Home / Politics / News /  Global economy remains mired in malaise

London/Beijing: The euro zone is on track for its second recession in three years, China’s once booming manufacturing sector is contracting at a faster pace than previously reported, and the United States is widely seen as struggling to keep up its pace of growth.

Business surveys released on Thursday painted a global picture of economic malaise from Beijing to Berlin.

It came on the heels of the HSBC Flash China manufacturing PMI falling to 47.8 for August, its lowest level since November and well down from July’s final figure of 49.3.

Growth in the United States manufacturing sector is also expected to have slowed in August. US data due at 1258 GMT (0628 pm).

“The indicators taken as a whole indicate a material slowdown in the pace of the world economy," said economist Philip Shaw at Investec.

The euro zone composite PMI, which measures manufacturing and services together, was actually slightly better than a month earlier, nudging up to 46.6 and just pipping forecasts for it to hold steady at July’s 46.5. But was still its seventh month in a row below 50, the dividing line between contraction and growth.

“August’s flash euro zone PMI does nothing to challenge the notion that the single currency area is now firmly in recession," said Jonathan Loynes, chief European economist at Capital Economics.

More worryingly, the downturn in smaller euro zone economies is clearly taking root in the core. The flash composite PMI for Germany fell to a three-year low, a fourth straight month of contraction.

German economic growth slowed to 0.3% in the second quarter on a sharp drop in investment, adding to evidence that it can no longer be relied on to pull the euro zone out of a deep slump, data showed earlier on Thursday.

“Another reminder that a chronic lack of economic growth in the euro zone will continue to impede efforts to bring the debt crisis to an end," Loynes said.

The euro zone economy shrank by 0.2% in the three months to June, according to official data.

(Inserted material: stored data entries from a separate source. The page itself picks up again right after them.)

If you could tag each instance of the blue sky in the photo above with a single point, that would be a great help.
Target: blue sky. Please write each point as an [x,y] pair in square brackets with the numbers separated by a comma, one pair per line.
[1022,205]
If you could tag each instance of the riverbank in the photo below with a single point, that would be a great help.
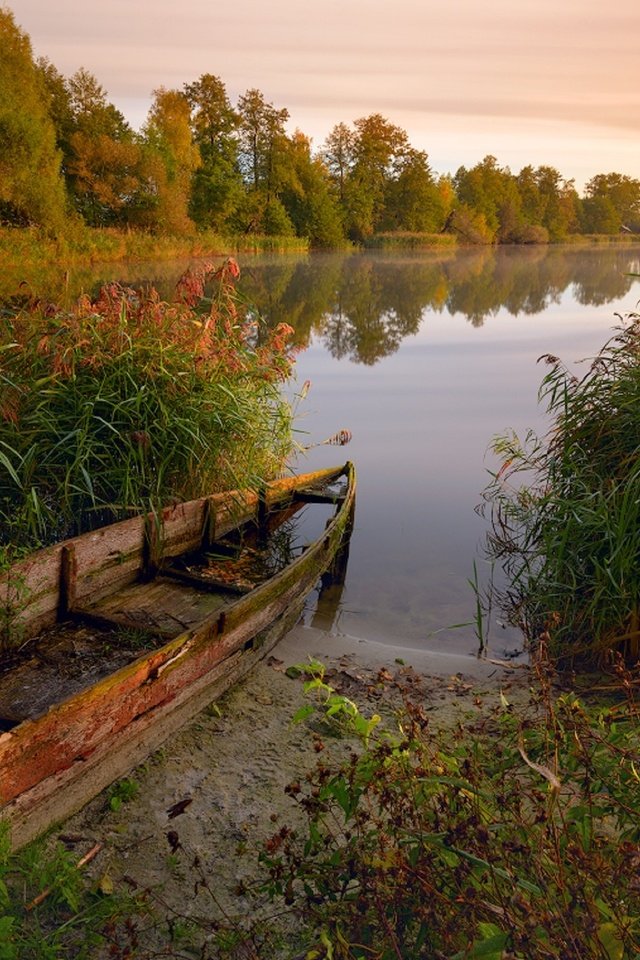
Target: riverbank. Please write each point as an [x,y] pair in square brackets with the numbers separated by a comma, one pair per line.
[185,828]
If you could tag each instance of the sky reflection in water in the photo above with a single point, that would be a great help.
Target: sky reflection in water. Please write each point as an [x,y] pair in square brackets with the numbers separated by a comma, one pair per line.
[422,360]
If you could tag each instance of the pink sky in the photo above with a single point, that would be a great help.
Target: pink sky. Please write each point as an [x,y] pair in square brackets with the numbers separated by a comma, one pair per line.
[545,82]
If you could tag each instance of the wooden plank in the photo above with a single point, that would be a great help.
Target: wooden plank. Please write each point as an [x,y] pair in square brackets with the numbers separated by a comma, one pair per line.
[200,582]
[310,496]
[37,756]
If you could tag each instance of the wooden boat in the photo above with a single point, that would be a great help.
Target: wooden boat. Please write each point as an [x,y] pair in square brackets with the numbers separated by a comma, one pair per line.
[128,631]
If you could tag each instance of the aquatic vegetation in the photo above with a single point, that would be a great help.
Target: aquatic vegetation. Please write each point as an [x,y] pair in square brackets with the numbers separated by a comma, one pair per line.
[565,510]
[124,402]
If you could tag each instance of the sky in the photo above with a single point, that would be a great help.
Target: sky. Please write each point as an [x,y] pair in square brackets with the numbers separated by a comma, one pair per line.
[529,81]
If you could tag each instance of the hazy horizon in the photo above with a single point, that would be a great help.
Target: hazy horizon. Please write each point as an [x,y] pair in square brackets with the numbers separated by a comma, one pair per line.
[537,82]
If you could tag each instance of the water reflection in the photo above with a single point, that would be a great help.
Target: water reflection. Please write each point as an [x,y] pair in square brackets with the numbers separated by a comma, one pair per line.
[362,306]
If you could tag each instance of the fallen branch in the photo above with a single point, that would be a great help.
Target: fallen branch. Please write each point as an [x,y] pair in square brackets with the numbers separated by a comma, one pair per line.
[90,855]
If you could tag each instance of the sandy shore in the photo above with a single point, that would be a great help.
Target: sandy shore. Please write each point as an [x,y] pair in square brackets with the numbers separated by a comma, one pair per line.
[206,800]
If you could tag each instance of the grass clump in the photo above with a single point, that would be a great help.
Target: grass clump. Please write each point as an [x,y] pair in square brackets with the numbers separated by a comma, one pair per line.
[50,911]
[126,402]
[518,839]
[565,510]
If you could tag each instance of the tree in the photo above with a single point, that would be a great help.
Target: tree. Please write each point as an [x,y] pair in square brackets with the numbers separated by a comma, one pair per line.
[378,151]
[491,192]
[217,187]
[31,188]
[308,199]
[168,133]
[559,203]
[612,200]
[103,157]
[339,155]
[264,162]
[414,201]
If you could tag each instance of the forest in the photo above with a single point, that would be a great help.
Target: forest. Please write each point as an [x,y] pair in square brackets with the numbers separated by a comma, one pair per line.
[200,163]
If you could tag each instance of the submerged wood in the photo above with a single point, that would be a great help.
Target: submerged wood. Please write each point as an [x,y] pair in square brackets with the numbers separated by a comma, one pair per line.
[131,580]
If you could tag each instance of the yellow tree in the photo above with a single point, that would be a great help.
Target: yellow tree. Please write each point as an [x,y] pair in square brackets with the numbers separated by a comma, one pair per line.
[168,135]
[31,188]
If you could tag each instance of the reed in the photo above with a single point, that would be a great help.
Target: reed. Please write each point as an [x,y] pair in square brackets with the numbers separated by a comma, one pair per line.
[565,510]
[407,240]
[126,402]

Economists polled by Reuters last week predicted a similar outcome for the current quarter, with no growth until the start of next year.

Demand Dip

Falling demand from debt-ridden Europe, China’s single biggest export market, has put the Chinese economy under pressure, with the ripples now being felt across the world.

“It’s very hard to put a positive spin on anything within the (China) data. Bottom line - a very poor update," said Robert Rennie, chief currency strategist at Westpac Bank In Sydney.

Japan said on Wednesday that exports slumped the most in six months in July as shipments to Europe and China tumbled.

Exports from Taiwan, a key part of the global technology supply chain, fell for a fifth straight month in July and South Korea, home to major carmakers, computer chip and flat-screen producers, recorded its sharpest export fall in July in nearly three years.

Six consecutive quarters of slowing Chinese growth have also taken a toll on commodities markets, with falling prices and an uncertain outlook prompting miner BHP Billiton to shelve a $20 billion expansion project in Australia.

“Today’s PMI report is a clear reminder that the slowdown is not yet over and that the Chinese economy is still too shaky to recover without ongoing policy stimuli," said Nikolaus Keis at UniCredit.

“The pressure on the Chinese authorities to further step up their policy accommodation is therefore growing."

China has been fine tuning policies to keep growth on track without releasing curbs on the property sector.

In contrast central banks in the developed world have slashed interest rates to near zero and injected trillions of dollars into the money supply in efforts to support growth.

The European Central Bank is expected to cut rates by 25 basis points to a new record low of 0.5 percent when it meets next week, but analysts say that will do little to stimulate lending.

The US Federal Reserve is likely to deliver another round of monetary stimulus “fairly soon" unless the economy improves considerably, minutes from the US central bank’s latest meeting suggested.